Free job descriptions are incredibly valuable when you're looking for a new job, considering new career paths, and finding out more about the skills and education you need in order to pursue a specific type of job.
Three Resources for Sample Descriptions
While you could always go to the library or the bookstore to flip through books that thoroughly cover the different aspects of any career field and get a good idea of what a specific job entails, you can sit back in a comfortable chair and do a little searching on your own via the Internet. You'll get quick results, various sources so that you can compare details, and reading the descriptions is free. A few of the best resources are:
1. United States Bureau of Labor
BLS.gov is a great resource for those in the United States. With the featured annual Occupational Outlook Handbook you'll get information not only about what you would do on the job, but about the likely earnings, the skills and education required, how likely it will be to find a job in that field, and working conditions. You can search for occupations, browse by field, or browse by alphabet. You also get search tips and information about the job market broken down by state.
2. O-Net Online
O-Net Online allows you to search or browse through occupations and find free descriptions of the duties involved with those jobs. You can browse through in-demand industries, job families, or by your strong skills, knowledge, or abilities. This tool not only gives you job descriptions, but also assists you in matching up your experience and natural abilities to jobs, then explains what those jobs are like.

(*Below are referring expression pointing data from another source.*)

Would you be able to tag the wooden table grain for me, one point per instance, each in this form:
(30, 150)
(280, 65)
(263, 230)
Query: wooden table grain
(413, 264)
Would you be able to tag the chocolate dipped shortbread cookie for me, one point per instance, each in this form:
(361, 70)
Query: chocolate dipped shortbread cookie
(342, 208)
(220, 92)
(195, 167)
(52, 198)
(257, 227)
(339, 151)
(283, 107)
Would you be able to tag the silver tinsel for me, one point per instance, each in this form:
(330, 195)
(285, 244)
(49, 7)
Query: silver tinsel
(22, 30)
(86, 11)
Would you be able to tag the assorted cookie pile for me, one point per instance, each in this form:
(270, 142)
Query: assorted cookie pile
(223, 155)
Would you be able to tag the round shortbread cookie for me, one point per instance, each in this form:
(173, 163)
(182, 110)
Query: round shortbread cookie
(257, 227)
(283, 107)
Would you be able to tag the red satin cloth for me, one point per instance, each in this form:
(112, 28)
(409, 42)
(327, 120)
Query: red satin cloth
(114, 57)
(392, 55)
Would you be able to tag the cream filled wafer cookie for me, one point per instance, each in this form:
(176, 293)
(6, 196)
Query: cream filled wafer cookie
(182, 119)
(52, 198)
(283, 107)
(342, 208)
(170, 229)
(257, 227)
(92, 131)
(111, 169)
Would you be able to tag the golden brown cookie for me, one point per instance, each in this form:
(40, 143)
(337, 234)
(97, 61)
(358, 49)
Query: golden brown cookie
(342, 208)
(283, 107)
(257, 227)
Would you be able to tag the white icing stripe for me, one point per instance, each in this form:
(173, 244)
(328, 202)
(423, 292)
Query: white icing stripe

Work Info allows you to search for job titles alphabetically. You won't necessarily find educational requirements, salary expectations, or how the job market for a particular occupation is here. However, you will find the place of work, job overview, and main duties.
Using Job Descriptions in Your Career Search
Take advantage of free job descriptions. You may find that you can apply for that position you assumed you were underqualified for. You may also save yourself some time if you are not qualified for a position or just not interested in the tasks that would be included in the job description. You won't have to print another copy of your resume and create a cover letter for that particular job. When you're searching for a job, don't underestimate the value of a little additional research.